The Sprint Cup garage area at Daytona International Speedway was a busy place Saturday morning as teams prepared for the first of two Daytona 500 practice sessions.

Engines fired. Laptop computers spun out the latest information from the Star Wars-like electronic control units on the new fuel-injected engines. Mechanics applied tape to front grilles for qualifying-type practice runs. Brakes were checked.

And there was background noise, and it was provided by the new chapter of ChadGate, or Hendrick Motorsports’ crew chief Chad Knaus’ latest dance with the Sprint Cup rulebook.

The No. 48 Chevrolet of driver Jimmie Johnson was rejected by NASCAR inspectors Friday because of illegal modifications to its C posts, the part of the car that runs from the roof to the rear quarter-panel. NASCAR confiscated the sheet metal, allowing the team to repair the area.

Decisions about possible penalties probably won’t be made until the week after the Daytona 500, but fines, points penalties and a suspension of Knaus are considered likely by garage insiders. NASCAR president Mike Helton said Saturday some sort of penalty is virtually certain.

“This warrants a reaction more so than what you’ve seen,” Helton said.

What advantage might Knaus have been seeking?

An informal Saturday-morning survey of rival crew chiefs said the major advantage of modification in the C post area is the ability to divert air flowing over the car to the outside of the rear spoiler, providing the possibility of cleaner – and thus faster – movement on track.

It’s a tiny difference, but, in racing at Daytona and Talladega, tiny is big.

“They’re going after what everybody is going after – a little bit more,” said one crew chief. “It doesn’t surprise anybody. Everybody is going to work the gray areas.”

Knaus, however, seems to work those areas with more energy than most.
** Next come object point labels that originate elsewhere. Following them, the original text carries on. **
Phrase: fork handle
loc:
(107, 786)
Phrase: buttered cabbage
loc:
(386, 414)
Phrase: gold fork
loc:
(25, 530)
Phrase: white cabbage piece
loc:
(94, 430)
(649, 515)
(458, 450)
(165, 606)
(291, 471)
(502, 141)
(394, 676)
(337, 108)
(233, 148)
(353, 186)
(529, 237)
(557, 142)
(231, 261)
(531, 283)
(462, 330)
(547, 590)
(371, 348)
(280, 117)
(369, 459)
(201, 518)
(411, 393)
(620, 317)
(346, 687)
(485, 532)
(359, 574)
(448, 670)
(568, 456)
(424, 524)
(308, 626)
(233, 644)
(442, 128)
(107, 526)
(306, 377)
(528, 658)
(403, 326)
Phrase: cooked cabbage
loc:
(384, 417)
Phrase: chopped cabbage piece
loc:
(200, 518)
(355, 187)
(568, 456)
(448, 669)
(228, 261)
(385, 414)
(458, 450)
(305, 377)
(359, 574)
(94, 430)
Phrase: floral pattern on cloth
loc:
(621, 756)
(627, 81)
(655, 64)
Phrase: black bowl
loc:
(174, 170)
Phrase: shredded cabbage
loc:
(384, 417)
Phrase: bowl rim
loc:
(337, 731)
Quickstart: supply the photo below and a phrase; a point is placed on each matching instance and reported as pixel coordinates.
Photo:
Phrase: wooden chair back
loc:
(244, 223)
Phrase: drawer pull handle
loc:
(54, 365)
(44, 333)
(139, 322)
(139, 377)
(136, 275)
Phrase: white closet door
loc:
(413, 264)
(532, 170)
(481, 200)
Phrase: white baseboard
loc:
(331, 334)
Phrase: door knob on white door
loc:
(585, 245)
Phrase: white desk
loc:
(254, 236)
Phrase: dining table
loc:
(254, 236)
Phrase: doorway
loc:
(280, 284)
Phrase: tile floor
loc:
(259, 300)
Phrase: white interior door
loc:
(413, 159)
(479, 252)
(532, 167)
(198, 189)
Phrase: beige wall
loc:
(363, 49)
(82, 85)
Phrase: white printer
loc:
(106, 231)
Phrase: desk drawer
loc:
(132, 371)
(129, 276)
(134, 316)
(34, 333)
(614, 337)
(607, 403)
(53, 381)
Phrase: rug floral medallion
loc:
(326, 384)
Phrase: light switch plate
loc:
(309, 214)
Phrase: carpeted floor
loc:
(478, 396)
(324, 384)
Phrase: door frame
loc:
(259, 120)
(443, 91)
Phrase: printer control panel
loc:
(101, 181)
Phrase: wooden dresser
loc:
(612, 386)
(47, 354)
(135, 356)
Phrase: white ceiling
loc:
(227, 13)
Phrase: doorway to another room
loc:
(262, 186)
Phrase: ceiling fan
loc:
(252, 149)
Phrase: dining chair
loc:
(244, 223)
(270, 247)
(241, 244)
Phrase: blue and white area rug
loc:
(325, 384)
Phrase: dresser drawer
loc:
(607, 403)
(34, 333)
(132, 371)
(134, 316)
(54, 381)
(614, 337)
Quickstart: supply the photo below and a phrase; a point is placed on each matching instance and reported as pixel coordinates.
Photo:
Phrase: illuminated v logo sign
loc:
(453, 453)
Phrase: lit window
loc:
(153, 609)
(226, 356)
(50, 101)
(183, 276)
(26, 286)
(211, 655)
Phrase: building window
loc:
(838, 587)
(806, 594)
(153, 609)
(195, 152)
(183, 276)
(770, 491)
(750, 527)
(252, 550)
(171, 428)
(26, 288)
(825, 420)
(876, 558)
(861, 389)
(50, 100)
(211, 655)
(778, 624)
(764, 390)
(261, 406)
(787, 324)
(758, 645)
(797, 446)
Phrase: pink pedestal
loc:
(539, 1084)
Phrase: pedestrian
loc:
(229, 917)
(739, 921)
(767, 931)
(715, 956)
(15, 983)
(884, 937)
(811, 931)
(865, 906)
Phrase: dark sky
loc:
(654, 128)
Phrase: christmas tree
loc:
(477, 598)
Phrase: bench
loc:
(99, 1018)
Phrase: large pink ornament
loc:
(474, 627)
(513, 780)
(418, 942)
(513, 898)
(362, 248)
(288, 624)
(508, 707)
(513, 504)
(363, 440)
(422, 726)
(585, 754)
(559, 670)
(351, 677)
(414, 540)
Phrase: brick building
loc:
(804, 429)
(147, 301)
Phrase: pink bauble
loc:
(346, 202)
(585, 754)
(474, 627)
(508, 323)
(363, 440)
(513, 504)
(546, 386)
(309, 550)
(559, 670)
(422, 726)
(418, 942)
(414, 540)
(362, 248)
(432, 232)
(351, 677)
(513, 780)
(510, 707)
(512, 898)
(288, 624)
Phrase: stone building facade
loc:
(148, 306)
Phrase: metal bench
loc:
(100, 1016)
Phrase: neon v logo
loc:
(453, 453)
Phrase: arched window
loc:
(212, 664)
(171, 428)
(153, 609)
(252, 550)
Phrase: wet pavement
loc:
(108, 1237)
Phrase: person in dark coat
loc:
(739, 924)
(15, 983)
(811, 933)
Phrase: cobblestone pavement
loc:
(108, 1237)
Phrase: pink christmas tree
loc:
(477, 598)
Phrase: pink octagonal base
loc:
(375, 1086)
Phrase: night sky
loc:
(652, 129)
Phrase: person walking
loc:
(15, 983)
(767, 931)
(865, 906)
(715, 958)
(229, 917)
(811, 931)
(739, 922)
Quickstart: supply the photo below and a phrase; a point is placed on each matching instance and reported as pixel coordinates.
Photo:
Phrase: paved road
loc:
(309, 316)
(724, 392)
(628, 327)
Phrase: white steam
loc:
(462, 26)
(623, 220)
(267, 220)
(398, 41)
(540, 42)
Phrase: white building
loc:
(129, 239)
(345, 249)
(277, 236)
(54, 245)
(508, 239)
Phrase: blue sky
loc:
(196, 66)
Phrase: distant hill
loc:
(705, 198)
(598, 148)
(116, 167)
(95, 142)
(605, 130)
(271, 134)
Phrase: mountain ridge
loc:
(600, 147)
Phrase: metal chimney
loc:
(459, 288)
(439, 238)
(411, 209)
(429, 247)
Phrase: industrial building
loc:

In 2006, he was suspended for four weeks for rear window modifications to the 48 car at Daytona. The next year, NASCAR flagged the Hendrick team for goofy fenders on the 48 and 24 cars at Sonoma, and Hendrick cars at Dover in 2009 were singled out for being so incredibly close to NASCAR tolerances that the team earned a warning shot from the sanctioning body.

Now the circuit is back at Daytona, its greatest stage for its most important race, and Knaus is in trouble again.

Although the news Friday was big, almost no one was surprised.

Mike Hembree is NASCAR Editor for SPEED.com and has been covering motorsports for 30 years. He is a six-time winner of the National Motorsports Press Association Writer of the Year Award.